First, all indicators relevant to the decision-making problem must be identified. The number of indicators is typically limited. Experts rate these indicators and determine the best (optimal) indicator and worst (least optimal) indicator. Scores are assigned based on these two indicators. A predefined scale (e.g., a 1~9 scale, where 1 represents the least important and 9 represents the most important) is used for rating.

Best-to-other (BO) data represents the relative importance of the best indicator compared to each indicator. Others-to-worst (OW) data represents the relative importance of each indicator compared to the worst indicator. For instance, if there are five indicators, each expert will provide 5 BO values and 5 OW values, totaling 10 values. If multiple experts are involved, the process is repeated accordingly. In BO data, a higher value indicates that the indicator is less important. In OW data, a higher value indicates that the indicator is more important.

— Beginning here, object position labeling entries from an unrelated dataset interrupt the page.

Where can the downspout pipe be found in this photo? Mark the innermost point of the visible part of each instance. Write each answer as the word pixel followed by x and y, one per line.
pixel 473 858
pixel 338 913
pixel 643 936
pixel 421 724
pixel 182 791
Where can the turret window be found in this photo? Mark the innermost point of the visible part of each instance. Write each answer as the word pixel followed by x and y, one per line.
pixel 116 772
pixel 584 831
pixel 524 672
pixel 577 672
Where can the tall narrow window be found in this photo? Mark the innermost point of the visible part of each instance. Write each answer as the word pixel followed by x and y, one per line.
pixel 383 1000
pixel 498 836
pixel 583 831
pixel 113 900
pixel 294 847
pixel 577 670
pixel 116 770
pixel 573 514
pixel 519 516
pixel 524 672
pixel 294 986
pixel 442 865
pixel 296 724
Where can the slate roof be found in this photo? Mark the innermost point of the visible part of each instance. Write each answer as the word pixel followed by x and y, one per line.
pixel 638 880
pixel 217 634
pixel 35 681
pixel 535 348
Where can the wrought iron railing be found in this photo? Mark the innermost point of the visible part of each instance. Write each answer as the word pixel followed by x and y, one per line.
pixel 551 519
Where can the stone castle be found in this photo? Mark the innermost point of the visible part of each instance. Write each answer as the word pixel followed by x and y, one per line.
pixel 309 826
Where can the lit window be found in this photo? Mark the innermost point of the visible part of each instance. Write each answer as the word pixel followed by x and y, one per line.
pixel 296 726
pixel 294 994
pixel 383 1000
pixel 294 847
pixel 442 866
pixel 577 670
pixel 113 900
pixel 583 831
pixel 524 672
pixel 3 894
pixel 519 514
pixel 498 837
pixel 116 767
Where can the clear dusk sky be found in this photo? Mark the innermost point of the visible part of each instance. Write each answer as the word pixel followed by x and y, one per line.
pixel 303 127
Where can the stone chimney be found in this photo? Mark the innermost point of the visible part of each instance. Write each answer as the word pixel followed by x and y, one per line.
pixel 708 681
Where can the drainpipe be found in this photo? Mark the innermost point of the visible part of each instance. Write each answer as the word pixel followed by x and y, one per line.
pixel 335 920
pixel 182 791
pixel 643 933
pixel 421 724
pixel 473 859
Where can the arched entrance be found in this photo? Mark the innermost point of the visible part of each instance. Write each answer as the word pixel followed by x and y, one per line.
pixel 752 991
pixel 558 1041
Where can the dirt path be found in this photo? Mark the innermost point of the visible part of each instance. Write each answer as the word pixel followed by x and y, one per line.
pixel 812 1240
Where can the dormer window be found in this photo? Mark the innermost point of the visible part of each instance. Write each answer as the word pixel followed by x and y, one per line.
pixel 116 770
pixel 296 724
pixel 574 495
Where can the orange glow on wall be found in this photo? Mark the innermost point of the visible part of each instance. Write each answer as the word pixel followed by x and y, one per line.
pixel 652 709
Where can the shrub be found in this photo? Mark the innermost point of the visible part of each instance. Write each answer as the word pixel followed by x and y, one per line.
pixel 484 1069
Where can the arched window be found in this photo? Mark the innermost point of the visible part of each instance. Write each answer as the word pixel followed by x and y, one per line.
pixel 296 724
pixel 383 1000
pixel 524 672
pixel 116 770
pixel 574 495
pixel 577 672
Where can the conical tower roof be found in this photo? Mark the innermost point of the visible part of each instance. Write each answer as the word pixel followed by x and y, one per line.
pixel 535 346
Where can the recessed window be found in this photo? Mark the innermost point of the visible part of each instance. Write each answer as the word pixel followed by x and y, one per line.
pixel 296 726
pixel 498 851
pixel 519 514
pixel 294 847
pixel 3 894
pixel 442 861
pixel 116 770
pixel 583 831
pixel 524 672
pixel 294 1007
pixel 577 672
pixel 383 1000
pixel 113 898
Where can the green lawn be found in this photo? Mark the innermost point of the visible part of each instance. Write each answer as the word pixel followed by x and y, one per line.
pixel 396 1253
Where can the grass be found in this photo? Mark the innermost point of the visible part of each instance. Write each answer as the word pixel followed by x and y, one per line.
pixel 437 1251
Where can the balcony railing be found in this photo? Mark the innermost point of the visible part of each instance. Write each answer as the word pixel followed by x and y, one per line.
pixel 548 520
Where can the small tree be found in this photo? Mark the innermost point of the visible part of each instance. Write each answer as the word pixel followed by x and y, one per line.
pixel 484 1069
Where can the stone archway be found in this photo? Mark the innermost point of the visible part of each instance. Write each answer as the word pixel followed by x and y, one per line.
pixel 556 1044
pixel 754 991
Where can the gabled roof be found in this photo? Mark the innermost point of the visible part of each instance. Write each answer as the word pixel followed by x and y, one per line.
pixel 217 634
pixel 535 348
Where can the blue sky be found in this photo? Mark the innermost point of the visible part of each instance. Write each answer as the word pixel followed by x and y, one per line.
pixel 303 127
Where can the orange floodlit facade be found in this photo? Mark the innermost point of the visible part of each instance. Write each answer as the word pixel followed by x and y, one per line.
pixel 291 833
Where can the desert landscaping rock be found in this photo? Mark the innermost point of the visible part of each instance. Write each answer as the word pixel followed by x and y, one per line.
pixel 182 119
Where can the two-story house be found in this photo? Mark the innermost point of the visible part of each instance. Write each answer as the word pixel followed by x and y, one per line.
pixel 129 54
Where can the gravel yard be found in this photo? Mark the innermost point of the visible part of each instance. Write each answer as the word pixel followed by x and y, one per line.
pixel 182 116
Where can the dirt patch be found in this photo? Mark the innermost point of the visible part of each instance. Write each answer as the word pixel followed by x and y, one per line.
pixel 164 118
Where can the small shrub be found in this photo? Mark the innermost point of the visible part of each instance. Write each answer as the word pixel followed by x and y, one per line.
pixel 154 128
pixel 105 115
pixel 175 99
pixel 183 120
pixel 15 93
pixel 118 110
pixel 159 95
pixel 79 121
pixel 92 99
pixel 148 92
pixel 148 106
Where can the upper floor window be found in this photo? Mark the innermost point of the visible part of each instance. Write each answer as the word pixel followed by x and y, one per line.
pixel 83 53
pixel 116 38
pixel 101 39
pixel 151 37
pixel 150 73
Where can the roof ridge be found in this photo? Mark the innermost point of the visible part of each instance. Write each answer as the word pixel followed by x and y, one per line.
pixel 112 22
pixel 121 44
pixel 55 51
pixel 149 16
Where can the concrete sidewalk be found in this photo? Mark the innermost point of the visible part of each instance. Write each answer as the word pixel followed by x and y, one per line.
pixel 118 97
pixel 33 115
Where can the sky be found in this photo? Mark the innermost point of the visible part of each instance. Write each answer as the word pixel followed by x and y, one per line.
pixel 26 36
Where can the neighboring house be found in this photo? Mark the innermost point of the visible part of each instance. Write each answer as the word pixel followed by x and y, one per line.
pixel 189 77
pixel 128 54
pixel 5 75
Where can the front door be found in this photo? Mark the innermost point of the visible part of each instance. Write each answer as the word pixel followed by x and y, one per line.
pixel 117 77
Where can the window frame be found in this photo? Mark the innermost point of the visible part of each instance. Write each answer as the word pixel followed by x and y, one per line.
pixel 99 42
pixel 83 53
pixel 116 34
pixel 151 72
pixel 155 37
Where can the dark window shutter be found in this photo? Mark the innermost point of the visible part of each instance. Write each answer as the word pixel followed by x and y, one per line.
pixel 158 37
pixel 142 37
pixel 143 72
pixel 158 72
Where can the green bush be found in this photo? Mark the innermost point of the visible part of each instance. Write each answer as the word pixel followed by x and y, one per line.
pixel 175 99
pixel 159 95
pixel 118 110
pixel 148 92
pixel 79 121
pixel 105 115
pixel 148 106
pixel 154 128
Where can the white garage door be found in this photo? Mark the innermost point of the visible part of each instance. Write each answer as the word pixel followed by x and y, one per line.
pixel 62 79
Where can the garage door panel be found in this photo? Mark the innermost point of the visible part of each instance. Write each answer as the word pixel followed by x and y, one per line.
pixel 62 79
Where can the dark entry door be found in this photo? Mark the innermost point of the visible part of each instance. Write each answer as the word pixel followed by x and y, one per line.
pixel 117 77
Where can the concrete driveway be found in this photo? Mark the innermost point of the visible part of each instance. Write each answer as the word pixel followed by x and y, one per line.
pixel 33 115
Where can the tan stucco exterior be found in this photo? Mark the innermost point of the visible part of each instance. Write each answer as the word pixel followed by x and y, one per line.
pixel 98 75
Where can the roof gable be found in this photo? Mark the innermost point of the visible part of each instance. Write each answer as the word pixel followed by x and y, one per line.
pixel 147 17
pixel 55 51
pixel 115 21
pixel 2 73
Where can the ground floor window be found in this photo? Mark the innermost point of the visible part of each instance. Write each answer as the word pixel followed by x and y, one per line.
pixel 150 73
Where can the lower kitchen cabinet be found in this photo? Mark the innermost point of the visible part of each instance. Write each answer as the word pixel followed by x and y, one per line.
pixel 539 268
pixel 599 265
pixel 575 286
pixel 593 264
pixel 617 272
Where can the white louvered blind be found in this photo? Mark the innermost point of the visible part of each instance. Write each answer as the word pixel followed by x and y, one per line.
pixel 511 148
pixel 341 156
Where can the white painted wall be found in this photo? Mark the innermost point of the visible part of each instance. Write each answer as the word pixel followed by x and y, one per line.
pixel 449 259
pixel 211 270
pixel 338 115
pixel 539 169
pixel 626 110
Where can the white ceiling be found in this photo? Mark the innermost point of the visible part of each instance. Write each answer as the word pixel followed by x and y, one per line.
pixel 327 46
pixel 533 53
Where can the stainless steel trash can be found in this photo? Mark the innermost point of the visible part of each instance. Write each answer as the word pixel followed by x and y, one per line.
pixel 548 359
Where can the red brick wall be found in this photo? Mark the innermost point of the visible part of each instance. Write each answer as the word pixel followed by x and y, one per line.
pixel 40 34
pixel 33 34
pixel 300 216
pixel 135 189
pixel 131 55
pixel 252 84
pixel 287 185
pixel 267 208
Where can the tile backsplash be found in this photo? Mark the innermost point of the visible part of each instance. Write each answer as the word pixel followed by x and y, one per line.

2.Construct the Comparison Matrix

A ratio matrix is constructed based on the best and worst combination indicators obtained in the previous step.

BO = (a_B1 a_B2 a_B3 ... a_Bn) OW = (a_1W a_2W a_3W ... a_nW)

In the equation:
n represents the number of experts.
a_Bj represents the relative score of the best indicator compared to indicator j.
a_jW represents the relative score of indicator j compared to the worst indicator.

3.Calculate Weights

The criterion weights are determined using the following optimization model:

$m i n ϵ$ s.t. $| \frac{W_{B}}{W_{j}} - a_{B j} | \leq ϵ$ $| \frac{w_{j}}{w_{W}} - a_{j W} | \leq ϵ$

Constraints:

$\sum_{j = 1}^{n} w_{j} = 1$ $w_{j} \geq 0, \forall_{j}$

$ϵ$ is the error term; the smaller the value, the better.
w_B represents the weight of the best criterion.
w_W represents the weight of the worst criterion.
w_j represents the weight of criterion j.
a_Bj represents the comparison value of the best criterion relative to criterion j.
a_jW represents the comparison value of criterion j relative to the worst criterion.

4.Consistency Test

To ensure consistency in judgment, the following formula is used for verification:

$C R = \frac{ϵ}{C I}$

CI is determined based on the number of indicators, as shown below:

Consistency Index(CI)
Order	1	2	3	4	5	6	7	8	9
CI	0.00	0.44	1.00	1.63	2.30	3.00	3.73	4.47	5.23

CR is the consistency ratio. Generally, the smaller the value, the higher the consistency. If CR > 0.5, reassessment of judgments may be necessary.

References

【1】The SPSSAU project (2024). SPSSAU. (Version 24.0) [Online Application Software]. Retrieved from https://www.spssau.com.

【2】Rezaei J .Best-worst multi-criteria decision-making method: Some properties and a linear model[J].Omega, 2016, 64(oct.):126-130.DOI:10.1016/j.omega.2015.12.001.